Despite these headwinds, Snap’s overall outlook remains quite bright. Its user base and ad revenue both continue to grow, the number of marketers advertising on its website has surged tremendously, and it is one of only a few American social websites that have succeeded in a big way.

It’s both interesting and important to note that no less of a company than Alphabet Inc (NASDAQ:GOOGL, NASDAQ:GOOG) tried mightily to build its own social website, Google+, and more or less failed.

Moreover, Snapchat attracts many teenagers who, in a few years, will be consumers highly coveted by advertisers, meaning that demand for Snap’s ads should jump over the medium to long term, boosting Snap’s results and SNAP stock in the process.

Also noteworthy is that Snap could easily become a takeover target. Given the size and attractiveness of Snapchat’s audience and its success in the social realm, any of the FAANG companies (with the possible exception of Netflix, Inc. (NASDAQ:NFLX)) would probably be ready, willing and able to buy Snap for at least $20 billion.

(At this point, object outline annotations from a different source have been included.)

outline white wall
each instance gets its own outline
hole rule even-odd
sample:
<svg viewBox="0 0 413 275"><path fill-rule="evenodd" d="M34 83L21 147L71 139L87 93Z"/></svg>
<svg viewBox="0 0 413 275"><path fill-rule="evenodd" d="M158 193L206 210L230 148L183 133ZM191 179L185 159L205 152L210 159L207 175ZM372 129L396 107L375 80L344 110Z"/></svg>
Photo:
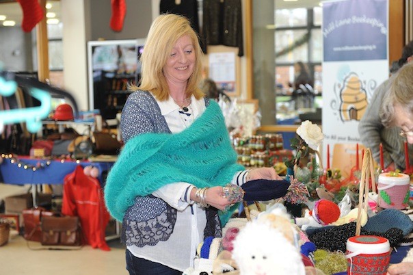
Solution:
<svg viewBox="0 0 413 275"><path fill-rule="evenodd" d="M84 0L62 0L64 89L79 110L88 109L86 13Z"/></svg>

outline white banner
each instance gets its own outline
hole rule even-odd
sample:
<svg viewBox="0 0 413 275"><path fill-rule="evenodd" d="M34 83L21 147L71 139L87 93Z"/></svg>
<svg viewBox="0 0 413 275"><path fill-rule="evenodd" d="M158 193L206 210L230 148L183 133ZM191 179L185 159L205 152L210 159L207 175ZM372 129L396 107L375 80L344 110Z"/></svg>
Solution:
<svg viewBox="0 0 413 275"><path fill-rule="evenodd" d="M358 122L388 78L388 14L387 0L323 3L323 152L360 143Z"/></svg>

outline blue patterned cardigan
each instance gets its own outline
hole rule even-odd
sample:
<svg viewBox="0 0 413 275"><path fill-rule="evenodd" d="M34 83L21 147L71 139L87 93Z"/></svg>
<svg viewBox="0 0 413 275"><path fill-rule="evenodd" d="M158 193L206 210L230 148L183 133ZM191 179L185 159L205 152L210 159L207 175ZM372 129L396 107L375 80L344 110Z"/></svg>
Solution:
<svg viewBox="0 0 413 275"><path fill-rule="evenodd" d="M137 91L129 97L122 112L132 116L122 115L122 120L135 121L121 125L133 122L141 133L124 134L122 129L127 142L105 186L106 205L113 217L122 220L126 245L153 246L173 232L176 210L150 195L154 191L181 181L197 187L224 185L244 169L236 162L219 107L206 99L206 105L191 127L172 134L149 92ZM216 209L207 209L206 215L205 236L220 237Z"/></svg>

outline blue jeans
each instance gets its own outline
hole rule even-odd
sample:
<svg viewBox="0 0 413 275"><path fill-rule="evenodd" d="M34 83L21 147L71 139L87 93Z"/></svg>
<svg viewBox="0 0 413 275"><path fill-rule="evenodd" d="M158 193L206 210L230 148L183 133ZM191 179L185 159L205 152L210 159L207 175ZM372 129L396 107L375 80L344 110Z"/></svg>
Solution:
<svg viewBox="0 0 413 275"><path fill-rule="evenodd" d="M126 250L126 270L130 275L182 275L182 272L172 270L158 263L137 258Z"/></svg>

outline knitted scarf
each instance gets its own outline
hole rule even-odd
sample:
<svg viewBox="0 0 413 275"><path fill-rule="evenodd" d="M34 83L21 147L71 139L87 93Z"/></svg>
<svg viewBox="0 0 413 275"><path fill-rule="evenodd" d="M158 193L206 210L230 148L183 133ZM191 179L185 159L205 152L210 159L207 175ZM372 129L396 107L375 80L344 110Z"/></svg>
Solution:
<svg viewBox="0 0 413 275"><path fill-rule="evenodd" d="M221 109L211 101L180 133L144 133L129 140L107 176L105 200L111 215L122 220L137 196L181 181L200 188L223 186L243 169L237 164Z"/></svg>

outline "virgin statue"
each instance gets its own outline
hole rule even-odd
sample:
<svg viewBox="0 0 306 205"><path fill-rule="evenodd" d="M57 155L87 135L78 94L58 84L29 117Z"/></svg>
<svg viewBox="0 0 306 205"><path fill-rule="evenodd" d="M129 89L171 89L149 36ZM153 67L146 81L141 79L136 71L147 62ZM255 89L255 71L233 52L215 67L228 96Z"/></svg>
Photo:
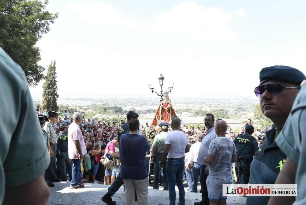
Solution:
<svg viewBox="0 0 306 205"><path fill-rule="evenodd" d="M156 126L162 122L169 123L173 117L176 116L173 107L171 104L171 101L169 99L169 94L168 92L164 93L163 100L159 104L155 117L151 122L151 125Z"/></svg>

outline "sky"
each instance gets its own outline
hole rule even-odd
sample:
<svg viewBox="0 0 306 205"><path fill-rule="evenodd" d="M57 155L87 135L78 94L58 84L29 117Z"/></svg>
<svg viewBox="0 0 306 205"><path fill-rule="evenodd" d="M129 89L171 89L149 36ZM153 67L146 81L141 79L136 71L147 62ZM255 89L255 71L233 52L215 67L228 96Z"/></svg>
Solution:
<svg viewBox="0 0 306 205"><path fill-rule="evenodd" d="M37 43L56 60L59 98L255 96L263 68L306 74L306 2L50 0L59 17ZM47 73L47 69L45 73ZM42 98L42 80L30 87Z"/></svg>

Other possible acquirers include Chinese internet giants Tencent Holding/ADR (OTCMKTS:TCEHY), which currently has a 10% stake in SNAP stock, and Alibaba Group Holding Ltd (NYSE:BABA), as well as American internet conglomerate IAC/InterActiveCorp (NASDAQ:IAC).

Since SNAP stock is currently trading with a market cap of less than $13.5 billion, long-term investors will almost certainly get rewarded by either a significant takeover premium or a rebound in the shares.

As of this writing, Larry Ramer did not own shares in any of the companies mentioned above.